One of the best examples of this is Muhammad al-Wakeel, probably Jordan’s most famous radio broadcaster, who hosts a regular weekday morning talk programme on Radio Hala al-Wakeel’s Facebook page is immensely popular – with the number of followers hovering around 5.5 million as of mid-November 2015 – and he never tires of mentioning this fact when telling listeners to “get in touch” and ask questions or contribute comments to his programme. But he also uses this number rhetorically – as, for example, in one particular episode of his programme December 2014, when he spoke at length about reactions to increases in petrol prices, with the justification that the programme’s audience includes “the entire Jordanian people.” al-Wakeel’s is still a listening, radio audience – though one which Facebook counts make look much more palpable

On another level, broadcasters also interact directly with their audiences via social media. This allows them to link up to listeners and respond to a bigger volume of questions and requests, and more swiftly, than more traditional radio interactions via call-ins.

Many morning programmes on Jordanian radio stations – including al-Wakeel’s own “al-Wakeel’s Programme” (barnāmiž al-wakīl) – are so-called “service programmes,” which allow listeners to get in touch in order to air their grievances and problems which the broadcaster will then try to solve by contacting a relevant government official. Many people do this by calling in to the station directly, but broadcasters also regularly read out messages they had received through Facebook or WhatsApp, asking for a specific service or putting forward a specific comment which needs to be relayed to the authorities. This, again, is not fundamentally different from what people would ask in a ‘classic’ call-in – but it does enable broadcasters to respond to messages without going through long introduction and greeting routines, or trying to pinpoint the exact issue a caller is complaining about. And they can provide “service” to more people as a result.

Talking about and interacting through social media, then, play very particular roles on radio in contemporary Jordan. They strengthen capacities that already exist in traditional radio broadcasting, addressing its audiences and allowing (limited) assistance and advice to be dispensed via social media messages.

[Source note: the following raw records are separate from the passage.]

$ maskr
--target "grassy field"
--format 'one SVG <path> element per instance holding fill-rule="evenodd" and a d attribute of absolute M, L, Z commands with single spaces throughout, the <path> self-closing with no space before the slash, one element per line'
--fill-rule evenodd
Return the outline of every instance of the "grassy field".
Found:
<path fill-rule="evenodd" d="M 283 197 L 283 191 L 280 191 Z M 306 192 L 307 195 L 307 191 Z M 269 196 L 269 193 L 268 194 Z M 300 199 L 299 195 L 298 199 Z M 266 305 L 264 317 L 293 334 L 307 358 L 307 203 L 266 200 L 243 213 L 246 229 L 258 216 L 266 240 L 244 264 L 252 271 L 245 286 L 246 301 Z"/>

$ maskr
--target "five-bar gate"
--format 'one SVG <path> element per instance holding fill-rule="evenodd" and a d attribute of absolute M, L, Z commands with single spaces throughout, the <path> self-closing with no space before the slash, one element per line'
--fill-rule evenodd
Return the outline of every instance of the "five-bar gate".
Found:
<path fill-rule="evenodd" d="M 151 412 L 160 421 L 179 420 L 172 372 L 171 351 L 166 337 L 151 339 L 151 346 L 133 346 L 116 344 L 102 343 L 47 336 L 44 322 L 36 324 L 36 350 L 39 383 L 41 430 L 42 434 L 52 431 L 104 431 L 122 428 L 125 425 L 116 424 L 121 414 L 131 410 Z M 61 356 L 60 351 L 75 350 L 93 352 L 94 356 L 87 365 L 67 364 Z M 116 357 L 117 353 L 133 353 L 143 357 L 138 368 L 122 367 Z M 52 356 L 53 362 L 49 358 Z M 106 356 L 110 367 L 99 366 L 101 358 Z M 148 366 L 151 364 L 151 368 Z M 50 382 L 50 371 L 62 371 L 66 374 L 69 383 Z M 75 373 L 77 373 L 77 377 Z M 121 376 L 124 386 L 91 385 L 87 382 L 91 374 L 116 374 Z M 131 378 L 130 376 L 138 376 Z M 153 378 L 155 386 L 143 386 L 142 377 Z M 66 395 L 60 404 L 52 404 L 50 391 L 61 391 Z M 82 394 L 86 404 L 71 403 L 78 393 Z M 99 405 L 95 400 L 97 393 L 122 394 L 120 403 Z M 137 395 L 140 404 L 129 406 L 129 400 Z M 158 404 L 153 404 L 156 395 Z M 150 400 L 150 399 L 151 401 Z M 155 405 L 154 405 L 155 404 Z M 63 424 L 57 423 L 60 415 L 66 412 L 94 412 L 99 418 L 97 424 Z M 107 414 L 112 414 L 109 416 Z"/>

But these practice do not automatically ‘open up’ the media space to greater participation from citizens. Broadcasters, or their in-studio teams, are still the ultimate curators of which listener contributions will be allowed to enter live on-air talk. Sharing content – pictures, videos, messages, comments – through social media profiles might make audiences more palpable, by enumerating them and giving a “name and a face” to radio listeners; and it also gives the impression that more interaction is taking place than there otherwise would if direct call-ins or discussions in the studio were the only ways through which people could participate. But this never disturbs the broadcaster’s oversight of the content. It does not suddenly mean that people are able to air critical viewpoints or debate issues more thoroughly in a public setting – at least, not more so than through other kinds of participation (such as ‘traditional’ call-ins).

We should, then, look at particular social situations in detail in order to see what uses digital social media can be put to, and what potential they might have for making a difference. On Jordanian radio today, at least, its functions remain limited, and do not depart much from the classic capacities of radio broadcasting. If a radio revolution is in the works in Jordan, it will not be brought about by social media alone.

 

Jona Fras is a PhD candidate and teacher of Arabic in the Department of Islamic and Middle Eastern Studies at the University of Edinburgh. His doctoral research focuses on language and communication on contemporary radio talk programmes in Jordan, funded by an Economic and Social Research Council (ESRC) Language-Based Area Studies (LBAS) grant. He blogs at areluctantarabist.